Afrontar poderes e, depois, lamber as feridas,
com a boca cheia de prenúncios
para encarar a verdade. Tomar o pão
e dizer: ««Tu, aí, não temas,
dá-te ao esforço pedido porque não és de renunciar,
seja a garganta descoberta o que te pedem,
ou só umas folhas de loureiro para deitar ao fogo.»
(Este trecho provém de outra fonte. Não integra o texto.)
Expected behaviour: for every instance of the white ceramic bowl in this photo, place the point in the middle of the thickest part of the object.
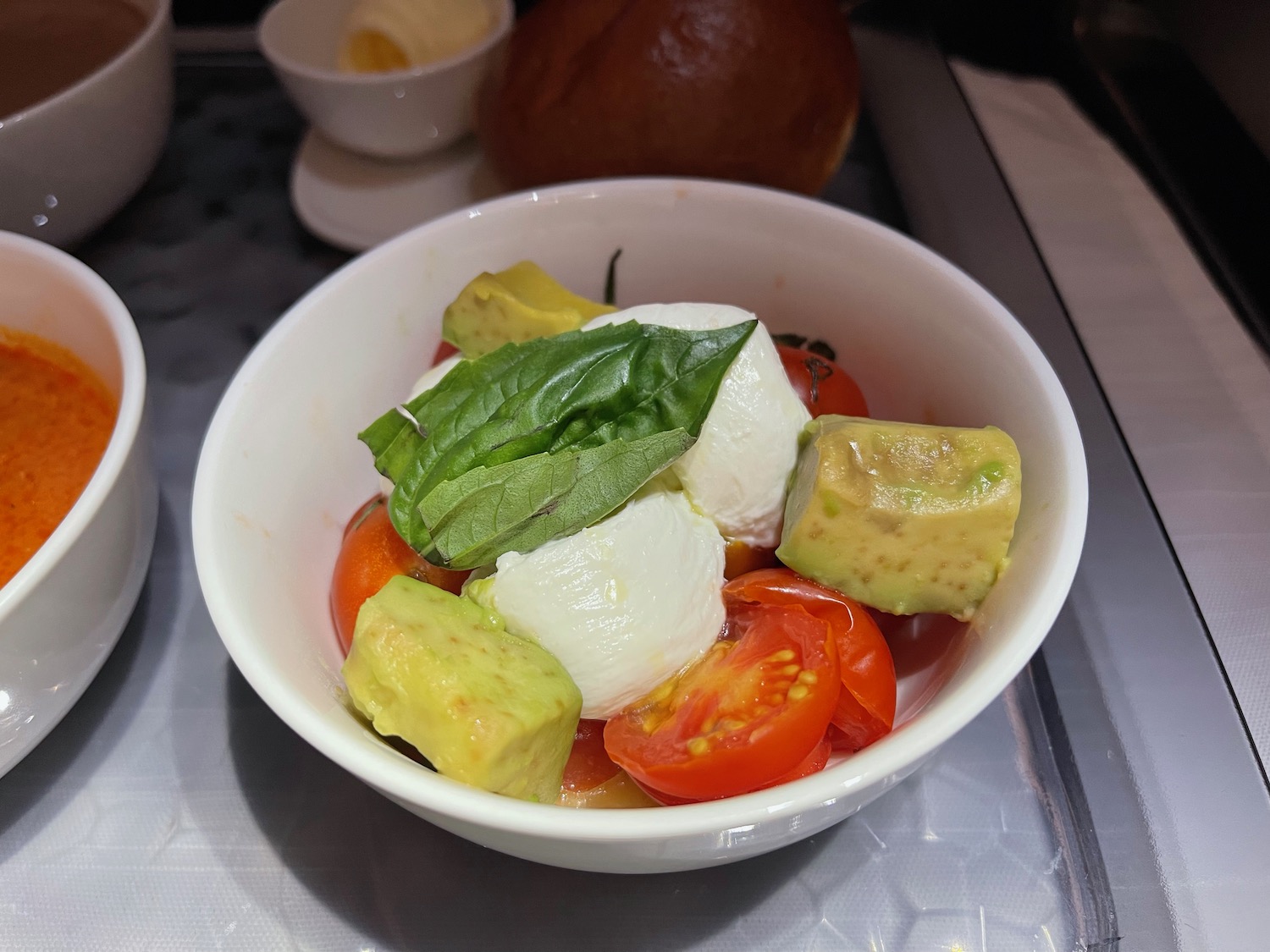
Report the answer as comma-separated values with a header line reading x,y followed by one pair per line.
x,y
73,160
63,612
383,114
281,471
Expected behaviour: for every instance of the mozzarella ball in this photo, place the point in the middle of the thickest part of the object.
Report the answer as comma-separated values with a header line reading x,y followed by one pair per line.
x,y
738,470
622,604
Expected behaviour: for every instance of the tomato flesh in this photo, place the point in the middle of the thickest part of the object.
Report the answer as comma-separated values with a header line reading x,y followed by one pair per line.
x,y
588,764
813,763
866,706
373,553
739,718
741,558
820,383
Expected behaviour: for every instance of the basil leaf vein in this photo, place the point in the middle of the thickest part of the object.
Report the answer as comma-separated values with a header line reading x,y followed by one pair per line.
x,y
569,393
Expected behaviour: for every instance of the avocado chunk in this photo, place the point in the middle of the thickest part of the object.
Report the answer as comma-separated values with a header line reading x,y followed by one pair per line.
x,y
902,517
484,706
516,305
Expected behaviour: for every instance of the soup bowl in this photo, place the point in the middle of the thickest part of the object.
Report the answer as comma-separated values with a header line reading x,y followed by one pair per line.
x,y
281,471
64,611
74,159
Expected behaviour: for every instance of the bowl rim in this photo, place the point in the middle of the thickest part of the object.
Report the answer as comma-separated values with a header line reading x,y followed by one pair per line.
x,y
127,421
881,763
287,63
157,23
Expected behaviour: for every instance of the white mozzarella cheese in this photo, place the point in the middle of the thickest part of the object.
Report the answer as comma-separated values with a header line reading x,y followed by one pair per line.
x,y
622,604
738,470
431,377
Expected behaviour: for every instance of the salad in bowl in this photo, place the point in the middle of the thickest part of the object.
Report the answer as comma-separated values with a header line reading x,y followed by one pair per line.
x,y
655,470
627,558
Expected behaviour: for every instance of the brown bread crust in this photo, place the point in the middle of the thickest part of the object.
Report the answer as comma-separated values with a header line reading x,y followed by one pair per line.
x,y
754,91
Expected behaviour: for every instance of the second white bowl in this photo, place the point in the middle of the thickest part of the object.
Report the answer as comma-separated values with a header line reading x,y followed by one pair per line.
x,y
383,114
63,612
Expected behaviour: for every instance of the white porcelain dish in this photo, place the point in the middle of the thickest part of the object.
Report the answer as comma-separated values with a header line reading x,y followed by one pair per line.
x,y
356,202
63,612
281,471
396,114
73,160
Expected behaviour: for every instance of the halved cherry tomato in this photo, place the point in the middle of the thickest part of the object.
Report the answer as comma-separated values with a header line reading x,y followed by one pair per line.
x,y
820,383
373,553
812,763
588,764
866,707
741,558
739,718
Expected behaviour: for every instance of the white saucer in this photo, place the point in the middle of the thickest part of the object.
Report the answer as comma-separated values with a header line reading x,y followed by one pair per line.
x,y
356,202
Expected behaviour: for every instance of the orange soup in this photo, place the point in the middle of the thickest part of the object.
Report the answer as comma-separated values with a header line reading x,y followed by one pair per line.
x,y
56,418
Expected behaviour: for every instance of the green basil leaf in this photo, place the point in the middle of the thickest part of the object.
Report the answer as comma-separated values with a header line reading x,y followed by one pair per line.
x,y
518,505
573,391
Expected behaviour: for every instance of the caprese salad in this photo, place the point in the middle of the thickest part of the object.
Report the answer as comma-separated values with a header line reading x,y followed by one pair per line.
x,y
630,558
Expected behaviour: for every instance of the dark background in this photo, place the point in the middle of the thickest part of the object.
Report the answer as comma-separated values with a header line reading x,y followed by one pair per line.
x,y
1179,84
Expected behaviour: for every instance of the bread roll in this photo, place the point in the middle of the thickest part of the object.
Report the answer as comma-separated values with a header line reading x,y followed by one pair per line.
x,y
754,91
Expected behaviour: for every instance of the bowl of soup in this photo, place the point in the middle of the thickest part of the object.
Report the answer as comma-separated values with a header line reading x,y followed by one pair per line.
x,y
86,103
78,497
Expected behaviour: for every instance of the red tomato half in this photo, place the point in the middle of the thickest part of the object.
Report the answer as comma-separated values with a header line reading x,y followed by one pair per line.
x,y
588,763
809,764
373,553
866,707
742,718
820,383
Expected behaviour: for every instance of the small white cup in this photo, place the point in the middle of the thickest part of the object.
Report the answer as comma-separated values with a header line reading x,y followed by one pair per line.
x,y
385,114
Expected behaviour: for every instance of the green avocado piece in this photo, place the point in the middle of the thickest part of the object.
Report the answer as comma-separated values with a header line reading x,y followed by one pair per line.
x,y
484,706
899,515
516,305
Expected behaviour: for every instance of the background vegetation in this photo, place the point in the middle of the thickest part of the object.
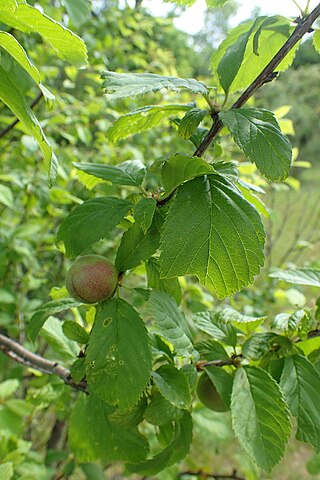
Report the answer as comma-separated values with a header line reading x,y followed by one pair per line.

E, depois, encarar a luz, de frente,
com os olhos a brilhar.
Dizer: «Tomas-me pela mão, doce rabi,
e acrescentas água à ânfora,
para que haja a remissão dos pecados»,
embora quem peque não saiba o que é pecar
se se excluir uma ou outra imprecação.
Mas tudo, tudo se consome: o rosto irradia,
aguarda a prece para que eu a diga e o louvor seja
um par de asas, e se transforme
a vinha em vinho,
a seara ao crepúsculo em puro movimento,
a minha carne em carne inquestionável,
sangrante, revigorada, revigoradora.
Anuncio aos presentes que há em tudo
um sentido visível e um sentido oculto;
e que todos somos irmãos, em mim, em nós.
E mais:
que tudo devo à brisa de que sou,
um homem sitiado pelas hordas dos famintos
que, tal como eu, se consomem
para ver a face de Deus,
sua, e minha, e nossa perdição.
E que esta é a última ceia,
e que eu, esguedelhado, deixo que o infortúnio
me estrangule porque há dois apelos sobre mim,
o da fome, que esta ceia há-de acalmar,
e, outro, mais magnífico,
chamado liberdade.
Ah, se eu morresse,
ah, se eu não morresse,
não seria assim?
(in Sobre as Imagens, Cosmorama, Maia, 2008)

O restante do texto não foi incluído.